Haaland pokazał, co je. Ekstremalna dieta. "Ohyda"

Erling Braut Haaland jest jednym z najlepszych piłkarzy na świecie. Eksperci zastanawiają się, co wpływa na tak świetną formę zawodnika. Jednym z kluczowych czynników może być jego dieta. Sposób żywienia norweskiego napastnika znacząco różni się od diet stosowanych przez pozostałych piłkarzy.

Erling Braut Haaland ma kapitalne wejście do Manchesteru City. Norweg wystąpił w dziesięciu spotkaniach we wszystkich rozgrywkach, w których zdobył 14 bramek i zaliczył jedną asystę. Już od kilku tygodni 21-letni napastnik bije kolejne rekordy Premier League. Niewiarygodny jest także bilans strzelecki Haalanda w ostatnich 99 meczach. Zdobył w nich aż 100 goli (86 dla Borussii Dortmund i 14 dla Manchesteru City). Eksperci zastanawiają się, co wpływa na tak świetną dyspozycję zawodnika. Jednym z czynników mogą być nawyki żywieniowe piłkarza, które znacząco różnią się od diety innych zawodników. 
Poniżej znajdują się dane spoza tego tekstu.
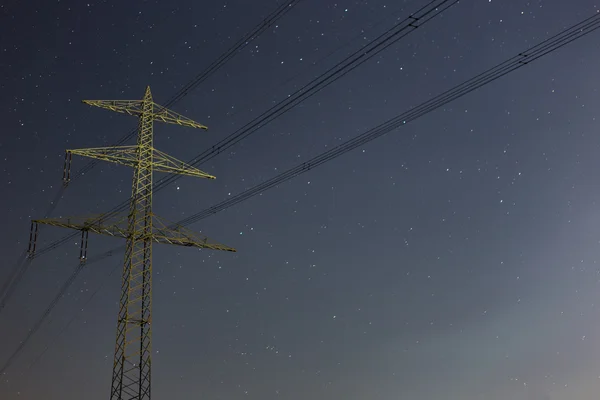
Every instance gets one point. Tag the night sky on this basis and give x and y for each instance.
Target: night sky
(457, 257)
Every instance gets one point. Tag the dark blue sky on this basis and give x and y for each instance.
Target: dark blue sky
(455, 258)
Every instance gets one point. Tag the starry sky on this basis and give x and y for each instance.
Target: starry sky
(454, 258)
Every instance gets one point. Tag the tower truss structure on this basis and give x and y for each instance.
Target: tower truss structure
(131, 377)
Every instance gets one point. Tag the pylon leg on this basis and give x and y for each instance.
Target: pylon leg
(132, 362)
(83, 247)
(32, 240)
(67, 168)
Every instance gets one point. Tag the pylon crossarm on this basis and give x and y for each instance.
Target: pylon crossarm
(171, 233)
(111, 226)
(116, 226)
(125, 155)
(165, 163)
(131, 107)
(134, 107)
(165, 115)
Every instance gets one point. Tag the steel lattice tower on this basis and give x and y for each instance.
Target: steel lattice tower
(140, 227)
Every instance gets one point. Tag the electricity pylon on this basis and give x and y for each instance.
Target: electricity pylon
(140, 227)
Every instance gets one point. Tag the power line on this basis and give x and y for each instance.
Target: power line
(21, 266)
(254, 33)
(365, 53)
(542, 49)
Zobacz wideo Lewandowski wrócił do domu. Reakcja kibiców podzielona

Haaland stosuje niecodzienną dietę. Eksperci zdziwieni

Kilka tygodni temu Norweg podpisał kontrakt z Viaplay. Na jego mocy stał się nie tylko twarzą marki, ale także bohaterem filmu dokumentalnego pod tytułem "Haaland: The Choice". Z produkcji można dowiedzieć się, w jaki sposób piłkarz selekcjonował poszczególne kluby, i dlaczego jego wybór padł ostatecznie na Manchester City. Jednak w dokumencie poruszono także temat żywienia Haalanda. 

Więcej informacji na stronie głównej Gazeta.pl

Okazuje się, że napastnik zjada bardzo dużą ilość podrobów, czym zaskoczony był reporter Viaplay Jan Age Fjortoft. - Czy to jest serce? I ty to jesz? - pytał zdezorientowany dziennikarz. - Oczywiście, że tak - odpowiedział mu Norweg i kontynuował:

- Dbam o własne ciało, dlatego też spożywam produkty najwyższej jakości. Wiele osób jest sceptycznych wobec spożywania tego rodzaju mięsa, mówiąc, że nie jest ono zdrowe. Moje mięso dostarczają mi dostawcy, których zwierzęta pasą się na wolnym powietrzu, a w ich ciało nie ingeruje farmakologia - podkreślił Haaland.

 - Ekstremalna dieta. Ohyda - komentuje krótko portal "nettavisen.no". Zaskoczeni dietą Norwega byli także inni sportowcy. W ich gronie znalazł się biegacz narciarski Emil Iversen. Rodak Haalanda przyznał, że podziwia piłkarza za jego rygorystyczną dietę, ale on sam woli bardziej "normalne" jedzenie. Co więcej, nie stać go na inne żywienie. - Jem salami i szynkę. Nie stać mnie na serca i wyższej jakości produkty. Ale on zarabia dużo więcej i rozumiem, dlaczego właśnie takie produkty spożywa. Ja kupuję jedzenie w sklepie spożywczym. Z kolei Haaland zamawia posiłki, które przylatują do niego prywatnym samolotem. To ta różnica - zażartował Norweg.

Na temat diety napastnika Manchesteru City wypowiedzieli się także eksperci od żywienia. Przyznali, że podroby są pełne witamin i minerałów, ale raczej nie wpływają na jego formę. - Nie ma wyraźnych dowodów na to, że spożywanie serc i wątróbek ma wpływ na wydajność. Niektórzy sportowcy czują się lepiej, włączając do diety właśnie takie składniki, podczas gdy inni wolą bardziej klasyczne posiłki - podkreślił dietetyk Havard Rise.